Don't get me wrong though. Back in university I loved reading these things and it is still nice to read them. But I would be careful to derive anything beyond amazement from it. It can be very frustrating to see how much you struggle with simple things, while some Indian clerk without any formal education shows you how its done. And you have to admire Hardy's character for not feeling the same way, or at least to a reasonable extend, not showing this feeling.
A man once asked Mozart how to write a symphony. Mozart told him to study at the conservatory for six or eight years, then apprentice with a composer for four or five more years, then begin writing a few sonatas, pieces for string quartets, piano concertos, etc. and in another four or five years he would be ready to try a full symphony. The man said, "But Mozart, didn't you write a symphony at age eight?"

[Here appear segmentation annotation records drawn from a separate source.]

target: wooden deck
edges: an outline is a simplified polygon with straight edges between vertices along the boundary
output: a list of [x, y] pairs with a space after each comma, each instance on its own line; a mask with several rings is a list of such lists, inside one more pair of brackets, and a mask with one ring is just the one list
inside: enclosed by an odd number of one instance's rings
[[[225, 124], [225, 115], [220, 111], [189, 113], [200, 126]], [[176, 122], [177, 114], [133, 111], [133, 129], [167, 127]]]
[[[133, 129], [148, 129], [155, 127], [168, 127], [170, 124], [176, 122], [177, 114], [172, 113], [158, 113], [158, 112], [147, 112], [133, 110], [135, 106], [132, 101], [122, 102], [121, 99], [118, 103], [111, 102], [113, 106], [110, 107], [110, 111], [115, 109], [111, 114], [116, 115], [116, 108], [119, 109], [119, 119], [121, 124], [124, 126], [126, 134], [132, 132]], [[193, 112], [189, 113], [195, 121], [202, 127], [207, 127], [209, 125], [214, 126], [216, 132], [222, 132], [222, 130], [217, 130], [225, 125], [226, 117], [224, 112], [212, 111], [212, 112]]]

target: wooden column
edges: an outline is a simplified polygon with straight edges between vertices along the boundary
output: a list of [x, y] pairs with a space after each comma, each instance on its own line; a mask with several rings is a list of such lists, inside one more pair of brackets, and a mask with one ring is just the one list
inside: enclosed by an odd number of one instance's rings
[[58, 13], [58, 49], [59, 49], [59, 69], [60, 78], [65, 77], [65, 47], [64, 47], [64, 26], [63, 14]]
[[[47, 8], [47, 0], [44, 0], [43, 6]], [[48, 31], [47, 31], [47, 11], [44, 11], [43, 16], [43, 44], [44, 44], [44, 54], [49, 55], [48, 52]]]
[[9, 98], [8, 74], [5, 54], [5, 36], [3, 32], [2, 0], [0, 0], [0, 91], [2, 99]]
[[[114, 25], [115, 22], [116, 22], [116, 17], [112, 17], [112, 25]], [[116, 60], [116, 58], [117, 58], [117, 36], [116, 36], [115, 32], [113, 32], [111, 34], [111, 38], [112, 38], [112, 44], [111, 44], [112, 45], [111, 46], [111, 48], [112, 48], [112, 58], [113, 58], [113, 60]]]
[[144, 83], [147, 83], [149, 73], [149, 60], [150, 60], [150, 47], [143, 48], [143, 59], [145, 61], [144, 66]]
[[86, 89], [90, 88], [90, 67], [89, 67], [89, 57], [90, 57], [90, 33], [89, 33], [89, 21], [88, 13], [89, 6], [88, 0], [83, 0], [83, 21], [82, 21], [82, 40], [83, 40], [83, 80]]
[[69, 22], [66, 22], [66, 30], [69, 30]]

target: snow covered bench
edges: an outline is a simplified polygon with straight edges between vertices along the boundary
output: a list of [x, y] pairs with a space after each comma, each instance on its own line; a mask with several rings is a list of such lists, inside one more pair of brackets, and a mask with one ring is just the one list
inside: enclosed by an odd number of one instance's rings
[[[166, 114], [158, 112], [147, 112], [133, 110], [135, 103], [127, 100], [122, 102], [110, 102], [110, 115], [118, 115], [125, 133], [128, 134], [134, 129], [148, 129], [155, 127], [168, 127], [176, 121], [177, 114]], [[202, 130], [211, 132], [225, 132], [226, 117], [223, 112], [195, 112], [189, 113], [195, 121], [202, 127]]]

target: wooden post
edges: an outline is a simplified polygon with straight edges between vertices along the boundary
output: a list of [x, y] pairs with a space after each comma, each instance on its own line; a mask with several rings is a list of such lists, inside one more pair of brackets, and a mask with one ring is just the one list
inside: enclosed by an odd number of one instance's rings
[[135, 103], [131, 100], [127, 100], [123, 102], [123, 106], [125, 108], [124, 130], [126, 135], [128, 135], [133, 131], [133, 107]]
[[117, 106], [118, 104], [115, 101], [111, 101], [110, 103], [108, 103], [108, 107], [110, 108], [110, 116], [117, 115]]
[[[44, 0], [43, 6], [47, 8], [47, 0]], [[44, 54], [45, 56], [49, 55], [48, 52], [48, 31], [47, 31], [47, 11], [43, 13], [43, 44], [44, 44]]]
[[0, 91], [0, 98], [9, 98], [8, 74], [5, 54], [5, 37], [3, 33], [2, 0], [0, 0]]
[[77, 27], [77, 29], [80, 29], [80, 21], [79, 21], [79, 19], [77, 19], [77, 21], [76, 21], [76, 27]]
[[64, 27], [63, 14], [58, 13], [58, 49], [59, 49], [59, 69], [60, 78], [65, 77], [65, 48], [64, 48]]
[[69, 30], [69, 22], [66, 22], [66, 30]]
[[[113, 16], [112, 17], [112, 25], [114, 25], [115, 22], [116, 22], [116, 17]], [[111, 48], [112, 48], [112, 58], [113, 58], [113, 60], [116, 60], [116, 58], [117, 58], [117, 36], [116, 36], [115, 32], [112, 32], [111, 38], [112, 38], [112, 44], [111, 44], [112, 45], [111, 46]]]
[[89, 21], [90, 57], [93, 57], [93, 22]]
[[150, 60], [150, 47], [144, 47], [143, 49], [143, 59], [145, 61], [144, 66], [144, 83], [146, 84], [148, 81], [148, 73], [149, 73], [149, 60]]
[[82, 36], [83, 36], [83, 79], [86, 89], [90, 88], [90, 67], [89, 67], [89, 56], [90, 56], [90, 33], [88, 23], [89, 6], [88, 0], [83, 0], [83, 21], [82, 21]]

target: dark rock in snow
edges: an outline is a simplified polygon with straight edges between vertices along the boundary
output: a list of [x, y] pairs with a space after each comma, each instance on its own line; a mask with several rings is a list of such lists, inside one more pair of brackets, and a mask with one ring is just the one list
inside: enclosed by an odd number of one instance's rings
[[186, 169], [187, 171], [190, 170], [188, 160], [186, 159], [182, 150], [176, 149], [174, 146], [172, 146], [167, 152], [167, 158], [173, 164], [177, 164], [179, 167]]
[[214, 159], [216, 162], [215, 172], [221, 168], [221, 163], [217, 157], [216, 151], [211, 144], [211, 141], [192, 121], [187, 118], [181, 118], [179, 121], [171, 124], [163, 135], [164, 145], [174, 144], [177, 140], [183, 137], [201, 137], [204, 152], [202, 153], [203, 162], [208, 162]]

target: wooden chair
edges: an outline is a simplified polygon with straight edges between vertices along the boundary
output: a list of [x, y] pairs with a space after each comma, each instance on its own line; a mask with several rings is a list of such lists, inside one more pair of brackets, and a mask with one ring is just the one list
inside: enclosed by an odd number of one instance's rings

Mozart replied, "Yes, but I didn't have to ask how."
In order to learn/study something, you need unbounded enthusiasm/motivation (though it maybe irrational). Once you have jumped in with both feet, reality will slowly strip the fantasies but hopefully by that time, one's interest is sufficiently solidified that one can settle down to the long grinding road to mastery. It is Emotion which drives one to Action while Rationality modulates it.
The key is to light the fire within one's imagination. Any kindling will do whether sane or not. Everything that the Human Species has achieved has started from here.
PS: For example, Ramanujan himself used to say that the goddess "Namakkal" revealed the theorems to him!